The study of Law encompasses a wide range of legal disciplines. For example, labour law examines the tripartite industrial relationship between worker, employer and trade union; criminal law studies a country’s justice system; family law is concerned with marriage and divorce; commercial law is about contracts; property laws cover rights in land, whether real or personal (such as ownership of computers, cars and jewellery); and forensic science is about which materials can be used to build up a case in court.
In addition to its coercive aspects and sanctions-imposing functions, law serves a variety of other functions in our society, such as establishing norms of desirable behavior, proclaiming symbolic expressions of communal values, or resolving disputes about facts. It is these other functions that primarily drive debates about what law actually is.

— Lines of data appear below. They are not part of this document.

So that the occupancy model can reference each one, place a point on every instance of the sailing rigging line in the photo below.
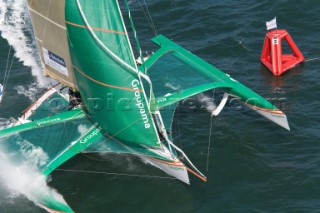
(114, 173)
(45, 25)
(8, 70)
(135, 34)
(210, 135)
(209, 145)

For example, a reductionist account of law’s normativity suggests that it simply consists in the fact that subjects desire to avoid sanction, but this argument has been fiercely criticized by H.L.A Hart. Other critics have suggested that law’s normative aspect is primarily the fact that it gives us reasons to follow its rules.
A further debate about the nature of law concerns how far law is a distinct entity from other normative domains in our culture, such as morality, religion and social conventions like etiquette, which also guide human behaviour in many ways which are similar to those served by the law. This debate is relevant for understanding how the functions of the law interact with other normative domains, and how the laws we create can be improved.